Expression of Prothrombin Fragment 1+2 in Cancer Tissue as an Indicator of Local Activation of Blood Coagulation

Immunohistochemistry was applied to AMeX-fixed tissue sections of 12 adenocarcinomas of the stomach (seven intestinal adenocarcinomas and five diffuse carcinomas), 12 adenocarcinomas of the pancreas (nine ductal adenocarcinomas and three signet ring carcinomas), and 12 squamous cell carcinomas of the larynx obtained at surgical resection to examine the possibility of extravascular activation of blood coagulation in cancer tissues by exploring the in loco patterns of distribution of fibrinogen, a final product of blood coagulation, fibrin, and a by-product of coagulation reactions (prothrombin fragment 1+2). Gastric, pancreatic, and laryngeal cancers exhibited fibrinogen antigen in abundance throughout the tumor stroma. Fibrin was detected along the edges of nests of carcinoma cells and at the host-tumor interface. Prothrombin fragment 1+2 was present in the blood vessels in areas of neoangiogenesis at the host-tumor interface (gastric and pancreatic cancer tissues) and on the tumor cell bodies (pancreatic and laryngeal cancer tissues). The presence of prothrombin fragment 1+2 in cancer tissues appears to be a good indicator of coagulation activation and thrombin generation at the tumor burden.

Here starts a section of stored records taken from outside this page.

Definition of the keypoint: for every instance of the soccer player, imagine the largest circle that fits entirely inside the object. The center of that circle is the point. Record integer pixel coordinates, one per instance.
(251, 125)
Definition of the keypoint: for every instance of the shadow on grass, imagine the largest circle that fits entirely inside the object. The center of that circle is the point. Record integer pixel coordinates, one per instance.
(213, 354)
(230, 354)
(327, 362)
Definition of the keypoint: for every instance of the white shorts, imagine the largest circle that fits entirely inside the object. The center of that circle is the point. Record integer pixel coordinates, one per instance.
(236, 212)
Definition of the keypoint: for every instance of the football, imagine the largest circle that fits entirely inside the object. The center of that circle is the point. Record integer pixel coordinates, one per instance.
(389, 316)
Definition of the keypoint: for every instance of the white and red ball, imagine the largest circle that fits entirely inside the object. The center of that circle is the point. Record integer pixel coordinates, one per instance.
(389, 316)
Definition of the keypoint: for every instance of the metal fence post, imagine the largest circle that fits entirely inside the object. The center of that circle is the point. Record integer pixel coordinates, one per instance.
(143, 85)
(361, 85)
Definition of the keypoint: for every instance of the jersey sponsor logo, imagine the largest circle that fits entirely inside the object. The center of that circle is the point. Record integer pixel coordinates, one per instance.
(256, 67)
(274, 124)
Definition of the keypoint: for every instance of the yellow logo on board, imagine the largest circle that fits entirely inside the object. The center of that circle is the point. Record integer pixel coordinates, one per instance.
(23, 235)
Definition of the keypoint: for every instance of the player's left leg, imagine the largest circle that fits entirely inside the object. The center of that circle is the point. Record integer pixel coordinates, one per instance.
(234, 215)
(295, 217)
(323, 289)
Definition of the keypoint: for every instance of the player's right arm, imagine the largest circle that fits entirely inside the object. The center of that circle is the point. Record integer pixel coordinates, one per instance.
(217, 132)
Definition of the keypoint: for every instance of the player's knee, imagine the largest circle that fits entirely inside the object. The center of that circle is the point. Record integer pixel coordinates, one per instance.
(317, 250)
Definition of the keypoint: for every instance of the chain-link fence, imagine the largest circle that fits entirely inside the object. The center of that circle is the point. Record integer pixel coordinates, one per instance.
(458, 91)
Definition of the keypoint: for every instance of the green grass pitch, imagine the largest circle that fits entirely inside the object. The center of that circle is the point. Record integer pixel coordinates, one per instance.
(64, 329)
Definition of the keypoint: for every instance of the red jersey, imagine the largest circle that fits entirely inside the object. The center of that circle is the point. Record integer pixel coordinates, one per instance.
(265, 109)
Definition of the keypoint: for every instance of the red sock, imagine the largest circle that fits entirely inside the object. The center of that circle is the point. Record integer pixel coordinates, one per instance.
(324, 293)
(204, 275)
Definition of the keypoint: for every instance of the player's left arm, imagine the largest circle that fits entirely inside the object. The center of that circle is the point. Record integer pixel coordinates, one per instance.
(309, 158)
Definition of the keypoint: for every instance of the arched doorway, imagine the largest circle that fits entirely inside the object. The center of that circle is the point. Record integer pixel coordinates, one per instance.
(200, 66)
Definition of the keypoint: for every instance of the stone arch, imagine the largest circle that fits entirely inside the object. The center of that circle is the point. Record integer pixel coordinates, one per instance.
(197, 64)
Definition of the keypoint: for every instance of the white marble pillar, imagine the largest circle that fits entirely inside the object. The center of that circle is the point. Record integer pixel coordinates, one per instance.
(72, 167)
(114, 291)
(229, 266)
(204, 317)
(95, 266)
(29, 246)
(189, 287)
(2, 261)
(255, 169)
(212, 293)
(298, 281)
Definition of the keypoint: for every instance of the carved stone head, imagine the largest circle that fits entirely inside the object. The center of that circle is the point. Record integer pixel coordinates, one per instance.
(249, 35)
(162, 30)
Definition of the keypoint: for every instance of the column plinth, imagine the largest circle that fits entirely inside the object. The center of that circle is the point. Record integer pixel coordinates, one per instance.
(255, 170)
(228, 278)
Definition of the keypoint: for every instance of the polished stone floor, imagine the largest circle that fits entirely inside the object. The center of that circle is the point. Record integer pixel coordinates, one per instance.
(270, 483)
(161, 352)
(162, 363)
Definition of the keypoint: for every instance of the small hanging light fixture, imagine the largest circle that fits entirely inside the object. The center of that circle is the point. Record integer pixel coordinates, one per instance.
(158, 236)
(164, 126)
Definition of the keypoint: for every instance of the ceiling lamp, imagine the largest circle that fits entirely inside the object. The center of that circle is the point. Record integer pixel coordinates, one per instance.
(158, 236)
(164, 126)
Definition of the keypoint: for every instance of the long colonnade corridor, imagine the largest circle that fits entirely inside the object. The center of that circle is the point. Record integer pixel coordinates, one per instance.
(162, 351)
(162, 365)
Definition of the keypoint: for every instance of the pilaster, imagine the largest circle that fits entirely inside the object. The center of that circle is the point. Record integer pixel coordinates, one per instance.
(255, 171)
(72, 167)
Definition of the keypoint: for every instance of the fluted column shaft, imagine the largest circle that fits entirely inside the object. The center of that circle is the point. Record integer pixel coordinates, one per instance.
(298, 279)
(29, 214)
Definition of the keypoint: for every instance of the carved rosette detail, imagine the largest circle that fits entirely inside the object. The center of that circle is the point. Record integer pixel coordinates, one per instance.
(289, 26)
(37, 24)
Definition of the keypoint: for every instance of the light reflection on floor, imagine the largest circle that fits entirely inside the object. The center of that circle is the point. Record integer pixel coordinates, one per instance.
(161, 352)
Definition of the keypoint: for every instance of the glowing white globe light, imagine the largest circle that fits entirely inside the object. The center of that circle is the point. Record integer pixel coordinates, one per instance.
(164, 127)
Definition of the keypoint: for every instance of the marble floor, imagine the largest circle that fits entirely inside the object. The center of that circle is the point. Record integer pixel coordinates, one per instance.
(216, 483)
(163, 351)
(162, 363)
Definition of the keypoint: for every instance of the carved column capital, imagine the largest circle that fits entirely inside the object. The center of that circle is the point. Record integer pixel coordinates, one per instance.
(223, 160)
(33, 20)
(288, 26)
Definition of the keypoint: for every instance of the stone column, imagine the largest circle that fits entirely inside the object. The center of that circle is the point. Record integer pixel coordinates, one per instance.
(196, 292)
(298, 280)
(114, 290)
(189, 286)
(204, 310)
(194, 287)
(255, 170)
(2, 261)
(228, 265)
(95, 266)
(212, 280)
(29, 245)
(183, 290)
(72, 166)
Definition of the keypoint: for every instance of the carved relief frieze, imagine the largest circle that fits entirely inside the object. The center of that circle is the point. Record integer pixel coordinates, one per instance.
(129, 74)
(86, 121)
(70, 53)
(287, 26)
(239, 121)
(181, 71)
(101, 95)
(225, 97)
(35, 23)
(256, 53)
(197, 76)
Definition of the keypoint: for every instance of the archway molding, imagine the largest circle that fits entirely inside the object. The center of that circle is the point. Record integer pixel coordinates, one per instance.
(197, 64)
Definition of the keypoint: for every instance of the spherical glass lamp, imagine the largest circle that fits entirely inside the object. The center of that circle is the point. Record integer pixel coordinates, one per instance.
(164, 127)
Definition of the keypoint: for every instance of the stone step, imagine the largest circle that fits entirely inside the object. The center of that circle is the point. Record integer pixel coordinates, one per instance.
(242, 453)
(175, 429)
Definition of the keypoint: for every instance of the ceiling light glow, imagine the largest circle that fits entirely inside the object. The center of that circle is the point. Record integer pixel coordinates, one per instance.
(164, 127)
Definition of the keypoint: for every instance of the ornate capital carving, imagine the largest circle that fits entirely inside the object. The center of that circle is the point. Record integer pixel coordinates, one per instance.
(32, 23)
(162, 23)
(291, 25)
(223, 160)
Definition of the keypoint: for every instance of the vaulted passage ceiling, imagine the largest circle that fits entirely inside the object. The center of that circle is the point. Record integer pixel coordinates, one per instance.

Fibrinogen in Human Atherosclerosis

Clinical, pathological, and experimental evidence of the involvement of components of the hemostatic system in human atherosclerosis has been increasingly accumulating in the past few years. Some of the most recent work in thrombosis and atherosclerosis has come to regard the occlusion of a coronary artery, e.g., in myocardial infarction, as a dynamic event involving vessel wall and blood cellular and protein components, more than just a passive consequence of the presence of atherosclerotic plaques. Increased plasma fibrinogen concentration has been established as an independent risk factor in patients with unstable angina, myocardial infarction, and ischemic stroke. Moreover, numerous in vitro studies have shown that fibrinogen, fibrin, and fibrin(ogen)-degradation products affect a number of biological functions in endothelial cells, smooth muscle cells, and macrophages, some of which might occur in vivo and contribute to plaque growth and development. Fibrin(ogen)-degradation products and secreted cellular mediators in atherosclerotic plaques might be among the factors affecting circulating fibrinogen level. Moreover, recent studies have shown that fibrinogen concentration is affected by life-style and dietary habits.